Interestingly, larger brainstem F0 encoding has not been found for good reading (Banai et al., 2009); as noted previously, good readers have greater representation of formant-related higher harmonics (e.g. H4-H7) in brainstem responses compared to poor readers, but the lower harmonics have not been implicated in poor readers. The differing importance of pitch-related lower harmonics for SIN perception and formant-related higher harmonics for reading suggests the existence of distinct neural signatures for these tasks.
Pitch cues may serve as perceptual anchors formed in response to stimulus regularities, and perceptual anchors enable the comparative discriminations needed for SIN perception (Ahissar et al., 2006; Ahissar, 2007; Chandrasekaran et al., 2009a). Ahissar et al. (2006) compared normal-learning children to children who had dyslexia combined with oral language disorders and found that the children with dyslexia had poorer SIN performance only when using small sets of stimuli but not when using large sets. They reasoned that the small set of stimuli allowed normal-learning children to form perceptual anchors, thereby profiting from repetition of the stimuli in order to improve performance. This context-dependent enhancement was recently noted in children using speech-evoked brainstem responses (Chandrasekaran et al., 2009a), in which greater brainstem representation of pitch-related spectral amplitudes in a repetitive vs. a variable stimulus context was associated with better SIN perception. The ability to modulate representation of pitch based on stimulus regularities is important for “tagging” relevant speech features, a key component of object identification and SIN perception. Therefore, in addition to difficulties with pitch perception and subsequent auditory grouping, children with diminished F0 and H2 representation are likely to have reduced ability to lock onto the pitch of the target signal, contributing to poorer SIN performance.

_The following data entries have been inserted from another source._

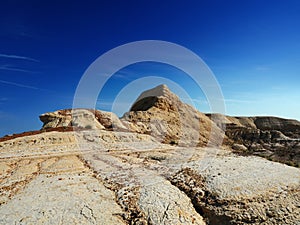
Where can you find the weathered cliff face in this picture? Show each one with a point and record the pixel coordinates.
(81, 118)
(274, 138)
(113, 172)
(161, 113)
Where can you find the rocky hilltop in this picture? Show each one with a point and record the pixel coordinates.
(158, 164)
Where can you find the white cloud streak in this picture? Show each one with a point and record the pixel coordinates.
(19, 85)
(18, 57)
(7, 68)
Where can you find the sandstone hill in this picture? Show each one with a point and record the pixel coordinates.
(152, 166)
(274, 138)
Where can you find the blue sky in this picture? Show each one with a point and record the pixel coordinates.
(252, 47)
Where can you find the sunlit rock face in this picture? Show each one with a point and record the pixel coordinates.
(161, 113)
(113, 172)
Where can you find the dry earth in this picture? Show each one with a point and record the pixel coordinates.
(112, 171)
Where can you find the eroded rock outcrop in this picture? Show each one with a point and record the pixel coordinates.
(111, 171)
(274, 138)
(161, 113)
(81, 118)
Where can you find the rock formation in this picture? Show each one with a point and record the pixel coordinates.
(274, 138)
(160, 112)
(90, 167)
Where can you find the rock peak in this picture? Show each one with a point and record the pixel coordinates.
(160, 90)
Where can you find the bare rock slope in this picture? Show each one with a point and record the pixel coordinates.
(111, 171)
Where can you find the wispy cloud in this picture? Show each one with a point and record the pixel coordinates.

Subcortical spectral magnitude likely reflects interplay of central and peripheral processes. Brainstem responses to speech are determined by the acoustics of the incoming signal, and peripheral sensory processes may be impacted by environmental noise and/or hearing loss. However, cognitive processes such as attention, memory and object formation likely also affect subcortical encoding of sound (Lukas, 1981; Bauer and Bayles, 1990; Galbraith et al., 1997; Galbraith et al., 1998; Parbery-Clark et al., 2009a). When a listener judges a signal as important, auditory attention works to extract relevant signal elements from the competing background noise and stores them in working memory (Johnson and Zatorre, 2005). The cortex then uses this information to make predictions regarding the most relevant features of the stimulus, likely resulting in corticofugal enhancement in lower structures (Ahissar and Hochstein, 2004; Musacchia et al., 2007; Wong et al., 2007; de Boer and Thornton, 2008; Nahum et al., 2008; Song et al., 2008; Chandrasekaran et al., 2009b; Hill and Miller, 2010). Subcortical enhancement of relevant features in turn provides improved signal quality to the auditory cortex. Thus children with poor SIN perception likely have deficient encoding of sound due in part to a failure of cognitively-based processes such as attention, memory, and noise exclusion to shape effective subcortical sensory function. The differences in F0 representation were seen only in response to the time-varying transition region of the stimulus, likely reflecting a selective enhancement of this response component rather than an overall gain effect. This kind of top-down selective enhancement has also been proposed to explain differences between musicians and non-musicians' subcortical responses to specific salient and behaviorally-relevant aspects of the signal (Lee et al., 2009; Strait et al., 2009; Kraus and Chandrasekaran, 2010).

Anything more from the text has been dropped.